The Corner

Fairness and Akin

Via Commentary’s blog, I see defenses of Akin — of his continuing his campaign, that is — from Tony Perkins and Kirk Cameron. Both of them say that people are being unfair to Akin: in Cameron’s case because most people are judging him on the basis of one remark rather than his whole career, in Perkins’s case because Republicans are being tougher on him for making a gaffe than they have been on other candidates.
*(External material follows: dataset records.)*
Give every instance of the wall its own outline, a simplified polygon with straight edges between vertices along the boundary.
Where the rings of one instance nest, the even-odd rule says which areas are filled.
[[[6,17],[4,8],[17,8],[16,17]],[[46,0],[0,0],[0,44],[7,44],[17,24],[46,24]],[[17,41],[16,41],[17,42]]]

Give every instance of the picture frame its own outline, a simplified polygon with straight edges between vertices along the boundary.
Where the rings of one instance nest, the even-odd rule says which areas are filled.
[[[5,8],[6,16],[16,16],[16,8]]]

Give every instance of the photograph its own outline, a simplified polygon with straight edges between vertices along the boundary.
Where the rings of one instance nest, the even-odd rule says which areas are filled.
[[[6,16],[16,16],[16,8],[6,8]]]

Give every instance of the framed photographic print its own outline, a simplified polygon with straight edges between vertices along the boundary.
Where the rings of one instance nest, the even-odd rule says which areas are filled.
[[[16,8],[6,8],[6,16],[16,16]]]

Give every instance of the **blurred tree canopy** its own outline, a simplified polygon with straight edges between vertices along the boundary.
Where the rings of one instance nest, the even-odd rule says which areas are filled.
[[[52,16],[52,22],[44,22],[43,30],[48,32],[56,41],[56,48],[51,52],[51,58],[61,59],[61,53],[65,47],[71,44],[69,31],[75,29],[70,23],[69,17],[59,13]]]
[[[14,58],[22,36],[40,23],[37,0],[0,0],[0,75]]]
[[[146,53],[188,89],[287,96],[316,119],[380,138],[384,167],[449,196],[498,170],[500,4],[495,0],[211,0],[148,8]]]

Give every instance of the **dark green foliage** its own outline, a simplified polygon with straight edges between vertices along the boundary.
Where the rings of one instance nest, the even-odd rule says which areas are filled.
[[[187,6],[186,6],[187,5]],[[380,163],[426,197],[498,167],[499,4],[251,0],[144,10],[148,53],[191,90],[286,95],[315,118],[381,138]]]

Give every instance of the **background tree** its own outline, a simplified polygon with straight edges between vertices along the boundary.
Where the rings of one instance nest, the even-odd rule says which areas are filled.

These defenses are quite beside the point. Like anyone else, Akin of course deserves to be treated justly. People should not criticize him more than he merits, or criticize him more than they would criticize other people who said similar things, or distort what he has said. It may well be, as Perkins has also said, that Akin is a thoroughly decent man in person. (That has been my own experience of him.) None of that means that he deserves to continue as the Republican nominee from Missouri. Those of us who take the view — the view shared by Akin, Cameron, and Perkins — that the law should protect the right to life of unborn children have an obligation to them, if we think that Akin’s staying in the race sets back that cause, to urge him to leave. And there can have been no serious doubt from Sunday onward that some other pro-lifer would have had a better shot of winning the seat.

It would be bad enough if socially conservative media figures and organization heads were unable to grasp this point. It is worse if they are not even thinking in these terms to start with.